Foundation Louis Vuitton Unveil Virgil Abloh 'Coming of Age' Exhibition
Originally on show in 2019 at Los Angeles' Little Big Man Gallery, the exhibition's new home in Paris will take up space at the Frank Gehry-designed Foundation Louis Vuitton space over two weeks in April.
Originally on show in 2019 at Los Angeles' Little Big Man Gallery, the exhibition's new home in Paris will take up space at the Frank Gehry-designed Foundation Louis Vuitton space over two weeks in April.
In 2019, Virgil Abloh curated a group exhibition titled Coming of Age in Los Angeles, which centred around the concept of diversities and complexities of male youth and boyhood - traversing class, race, and social economics - all themes pertinent to Virgil Abloh's boundary-breaking work.

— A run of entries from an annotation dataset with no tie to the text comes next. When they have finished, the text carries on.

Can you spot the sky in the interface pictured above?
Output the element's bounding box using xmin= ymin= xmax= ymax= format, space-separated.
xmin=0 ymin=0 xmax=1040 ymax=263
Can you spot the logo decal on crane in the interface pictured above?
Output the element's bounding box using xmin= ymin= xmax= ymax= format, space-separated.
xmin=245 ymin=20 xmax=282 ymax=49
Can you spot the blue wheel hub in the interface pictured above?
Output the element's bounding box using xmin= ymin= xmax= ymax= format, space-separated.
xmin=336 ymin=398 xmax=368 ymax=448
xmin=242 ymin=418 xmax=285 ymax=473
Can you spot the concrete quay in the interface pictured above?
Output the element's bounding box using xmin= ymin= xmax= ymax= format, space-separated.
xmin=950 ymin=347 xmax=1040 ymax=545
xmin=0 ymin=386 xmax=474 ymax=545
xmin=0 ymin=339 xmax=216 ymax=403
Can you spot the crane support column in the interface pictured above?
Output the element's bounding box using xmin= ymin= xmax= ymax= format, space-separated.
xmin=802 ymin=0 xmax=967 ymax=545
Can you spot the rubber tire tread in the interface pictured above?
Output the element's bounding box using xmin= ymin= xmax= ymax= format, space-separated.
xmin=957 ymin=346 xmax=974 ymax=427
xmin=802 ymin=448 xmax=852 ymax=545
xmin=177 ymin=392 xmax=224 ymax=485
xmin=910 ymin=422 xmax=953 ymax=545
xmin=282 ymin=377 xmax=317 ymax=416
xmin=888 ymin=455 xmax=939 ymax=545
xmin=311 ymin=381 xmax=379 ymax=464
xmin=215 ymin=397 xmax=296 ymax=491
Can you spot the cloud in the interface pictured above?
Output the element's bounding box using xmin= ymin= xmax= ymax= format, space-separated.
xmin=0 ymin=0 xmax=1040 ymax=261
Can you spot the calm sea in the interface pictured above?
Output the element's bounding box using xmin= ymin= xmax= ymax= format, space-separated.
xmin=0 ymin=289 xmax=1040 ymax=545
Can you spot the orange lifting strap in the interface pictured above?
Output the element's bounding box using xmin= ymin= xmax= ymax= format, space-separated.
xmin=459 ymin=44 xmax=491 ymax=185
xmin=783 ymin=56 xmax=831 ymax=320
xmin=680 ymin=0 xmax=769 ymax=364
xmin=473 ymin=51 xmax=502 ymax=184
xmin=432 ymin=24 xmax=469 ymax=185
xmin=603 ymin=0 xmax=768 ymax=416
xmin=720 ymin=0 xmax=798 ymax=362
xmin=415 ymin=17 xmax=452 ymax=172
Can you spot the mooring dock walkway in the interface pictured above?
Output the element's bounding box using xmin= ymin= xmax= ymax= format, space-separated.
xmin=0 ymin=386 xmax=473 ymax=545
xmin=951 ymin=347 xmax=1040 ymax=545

Presented in creative partnership with Little Big Man Gallery, the exhibition ended up touring around the world over the next three years (with a minor break due to COVID, of course), travelling to Beijing, Milan, New York, Munich, Tokyo and Seoul. Each city's variation of the show was set up to allow students, artists, and local communities access to a DIY 'copy centre', where they could build and create their own zines with their favourite artworks from the exhibition. With each zine created being totally unique to the person behind it, the exhibition became influenced by hundreds of different voices worldwide.
Finally arriving in Paris, Coming of Age will take up space at the Frank Gehry-designed Foundation Louis Vuitton for two weeks from 13 April, an extension of the original global Coming of Age exhibition in honour and loving memory of Abloh. The showcase regroups, reimagines and expands this original exhibition and its narrative, paying tribute to a hands-on creator by encouraging active participation through combining physical events and digital activations. Visitors, therefore, become participants alongside artists, photographers, musicians, directors, and animators, creating a space open to the aspirations of people from all walks of life, all ages, all genders and all races; something no one did better than Abloh himself.
The exhibition is open to the public, free of charge, from 13 to 27 of April, 2022.